Limits can be raised on a per-account basis for production integrations. Email [email protected] with your token name and expected throughput.
Reading the headers
Every successful response includes:
X-RateLimit-Limit: 120
X-RateLimit-Remaining: 117
When Remaining hits 0, the next request returns 429 Too Many Requests:
HTTP/1.1 429 Too Many Requests
Retry-After: 23
Retry-After is the number of seconds to wait before retrying.
Handling 429 in code
A simple exponential-backoff wrapper handles transient throttling cleanly. Always honor Retry-After if present.
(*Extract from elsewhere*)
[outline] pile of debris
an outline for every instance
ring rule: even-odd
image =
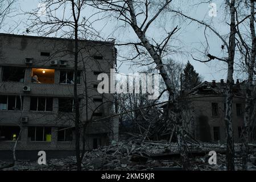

async function callQyvo(url, init = {}, attempt = 0) {
const res = await fetch(url, {
...init,
headers: {
Authorization: `Bearer ${process.env.QYVO_TOKEN}`,
...(init.headers || {}),
},
});
if (res.status === 429 && attempt < 5) {
const wait = Number(res.headers.get('Retry-After') ?? 2) * 1000;
await new Promise((r) => setTimeout(r, wait));
return callQyvo(url, init, attempt + 1);
}
return res;
}
use Illuminate\Support\Facades\Http;
$response = Http::withToken(env('QYVO_TOKEN'))
->retry(5, 0, function (\Throwable $e, $request) {
if ($e instanceof \Illuminate\Http\Client\RequestException
&& $e->response->status() === 429) {
$wait = (int) ($e->response->header('Retry-After') ?? 2);
sleep($wait);
return true;
}
return false;
})
->get('https://www.qyvo.io/api/v1/me');
import os, time, httpx
def call_qyvo(method, url, **kwargs):
headers = kwargs.pop('headers', {})
headers['Authorization'] = f"Bearer {os.environ['QYVO_TOKEN']}"
for attempt in range(5):
r = httpx.request(method, url, headers=headers, **kwargs)
if r.status_code != 429:
return r
time.sleep(int(r.headers.get('Retry-After', '2')))
r.raise_for_status()
Bulk send guidance
Sending broadcasts to thousands of contacts goes through the Broadcasts flow inside Qyvo, not raw send-template-message calls. Broadcasts are dispatched through an internal queue that respects Meta's per-number throughput tier and avoids rate-limit storms — see the dashboard or the MCP create_broadcast tool.
If you really need to send a high volume from your own code:
- Cap concurrency at 5 simultaneous requests per token
- Pace at most 30 sends per second (Meta's per-number tier may be lower)
- Use exponential backoff on
429and5xx
Limits we don't enforce yet
- No daily quota on tokens
- No request body size cap beyond Meta's own template limits
- No bandwidth cap on inbox reads
These may be added later — we'll announce them in the changelog at least 30 days before activation.